Beirut
Gallipoli
- 4AD
- 2019
- 45 minutes
Autrefois reconnue pour ses envolées lyriques, sur fond de musique des Balkans, la formation indie-folk Beirut avait mystérieusement opté pour une approche beaucoup plus simpliste sur son quatrième album No No No, paru il y a quatre ans. De retour avec un cinquième opus, Gallipoli, la troupe de Zach Condon retrouve un peu de sa superbe, mais pas assez pour prétendre au titre de retour de l’année.
Enregistré à la suite d’une période particulièrement difficile dans la vie personnelle de Condon (rupture amoureuse, dépression, hospitalisation), No No No constituait un premier écueil dans la discographie du groupe, après les magnifiques Gulag Orkestar (2006) et The Flying Club Cup (2007), de même que le très respectable The Rip Tide (2011). Désireux peut-être de redémarrer la machine sur de nouvelles bases, Beirut avait alors opté pour une instrumentation beaucoup plus convenue, centrée autour du piano plutôt que du ukulélé, avec les cuivres relégués à un rôle de figurant.
Sur Gallipoli (du nom d’une ville médiévale italienne), le groupe américain revient à un son plus proche de ses origines, mais sans parvenir à ranimer la flamme et la ferveur qui caractérisaient ses premiers albums. Tout de même, les choses démarrent bien avec When I Die, dont l’instrumentation lustrée et le ton mélancolique rappellent le Beirut qu’on a tant aimé. La voix grave de Condon se fait toutefois plus posée, distante même, comme s’il voulait éviter de trop s’engager sur le plan émotionnel avec la musique (une constante sur l’ensemble de ce nouvel album).
La chanson-titre installe une belle atmosphère folk-pop, sur un rythme de valse, suivie de la délicate Varieties of Exile et de son accompagnement au ukulélé. Les nostalgiques de Gulag Orkestar retrouveront d’ailleurs une ambiance à la Postcards from Italy. L’utilisation des synthétiseurs (un Moog et un orgue Farfisa) apporte aussi une belle couleur à la tendre Landslide et à la complexe We Never Lived Here, qui porte des traces de musique minimaliste dans la tradition de Philip Glass pour un rendu assez peu caractéristique de la musique de Beirut en général.

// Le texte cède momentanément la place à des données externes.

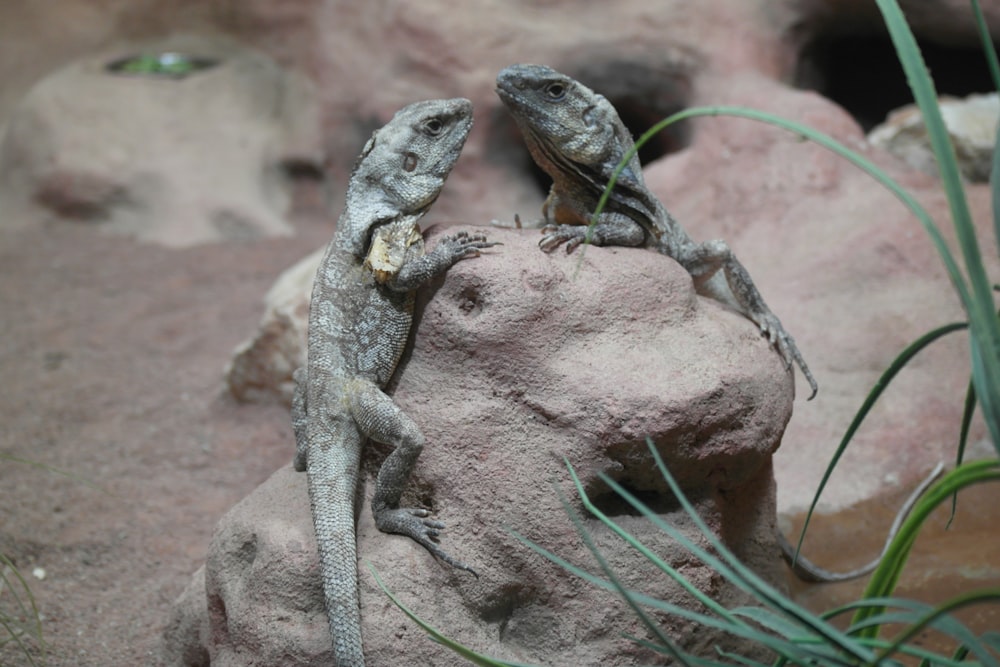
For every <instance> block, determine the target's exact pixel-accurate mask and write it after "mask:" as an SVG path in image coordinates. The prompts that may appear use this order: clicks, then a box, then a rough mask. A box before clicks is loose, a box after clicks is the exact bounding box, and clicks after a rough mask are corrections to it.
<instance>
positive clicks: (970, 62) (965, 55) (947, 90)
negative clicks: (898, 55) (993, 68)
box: [795, 26, 994, 132]
mask: <svg viewBox="0 0 1000 667" xmlns="http://www.w3.org/2000/svg"><path fill="white" fill-rule="evenodd" d="M917 43H918V45H919V46H920V49H921V52H922V53H923V56H924V61H925V62H926V63H927V67H928V68H929V69H930V72H931V76H932V77H933V79H934V85H935V87H936V88H937V91H938V94H939V95H951V96H954V97H965V96H966V95H969V94H971V93H986V92H992V91H993V90H994V87H993V83H992V81H991V80H990V75H989V70H988V68H987V65H986V58H985V56H984V55H983V52H982V49H981V48H979V45H978V43H970V44H968V45H962V46H943V45H941V44H937V43H934V42H929V41H927V40H921V39H918V40H917ZM795 85H796V86H797V87H799V88H804V89H808V90H815V91H817V92H818V93H820V94H822V95H824V96H825V97H828V98H830V99H831V100H833V101H834V102H836V103H837V104H839V105H840V106H842V107H844V109H846V110H847V111H848V113H850V114H851V115H852V116H853V117H854V118H855V120H857V121H858V123H859V124H860V125H861V126H862V128H863V129H864V130H865V131H866V132H867V131H868V130H871V129H872V128H873V127H874V126H875V125H878V124H879V123H881V122H882V121H884V120H885V118H886V115H887V114H888V113H889V112H890V111H892V110H894V109H897V108H899V107H901V106H905V105H907V104H911V103H912V102H913V95H912V94H911V92H910V88H909V86H908V85H907V83H906V77H905V75H904V74H903V68H902V66H901V65H900V64H899V60H898V59H897V57H896V50H895V48H894V47H893V45H892V42H891V40H890V39H889V35H888V33H887V32H885V30H884V29H883V28H881V26H880V27H879V29H878V30H876V29H874V28H871V29H869V28H867V27H866V28H864V29H854V30H851V31H847V30H842V29H841V30H832V31H827V32H823V33H818V34H816V35H815V36H814V37H813V38H812V39H811V40H810V41H809V42H808V43H807V44H806V47H805V48H804V49H803V51H802V54H801V56H800V59H799V66H798V70H797V72H796V75H795Z"/></svg>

Si Gallipolli se révèle un peu plus inspiré que le précédent No No No, il souffre parfois des mêmes défauts, dont une certaine mollesse dans le ton et l’interprétation. Certaines pistes donnent l’impression d’être restées un peu inachevées, comme si leur idée de départ n’avait pas été poussée jusqu’à son plein potentiel par Condon. La complainte I Giardini demeure étonnamment statique, à la limite de la musique d’ambiance, tandis que Light in the Atoll s’oublie aussitôt terminée.
L’album se veut aussi le plus atmosphérique de la discographie de Beirut. On pense parfois au David Bowie de l’époque Heroes ou même au travail de Brian Eno en solo. Ça donne parfois de bons résultats, comme sur la surprenante Corfu, mais ça vient aussi avec des longueurs, comme sur Gauze für Zah, dont la finale interminable porte ombrage aux harmonies vocales de style « barbershop » du refrain.
Qu’on me comprenne bien. Je ne suis pas un nostalgique d’une autre époque (la pop indie d’il y a dix ans) qui attend que Condon nous sorte un autre bijou à la Elephant Gun de son chapeau. Il est manifestement difficile pour un groupe associé à un style aussi précis de se réinventer : soit il s’enfonce dans la répétition et on crie au manque d’inventivité; soit il s’égare en explorant de nouveaux territoires et on s’ennuie du vieux stock. Devant ce dilemme, Beirut semble avoir décidé de jouer la carte de la sécurité depuis deux albums (les deux réalisés par Gabe Wax, tiens tiens), avec pour résultat une musique plutôt lisse qui manque de saveur. De la « Pinterest-friendly world indie », comme l’a écrit un peu méchamment The Guardian.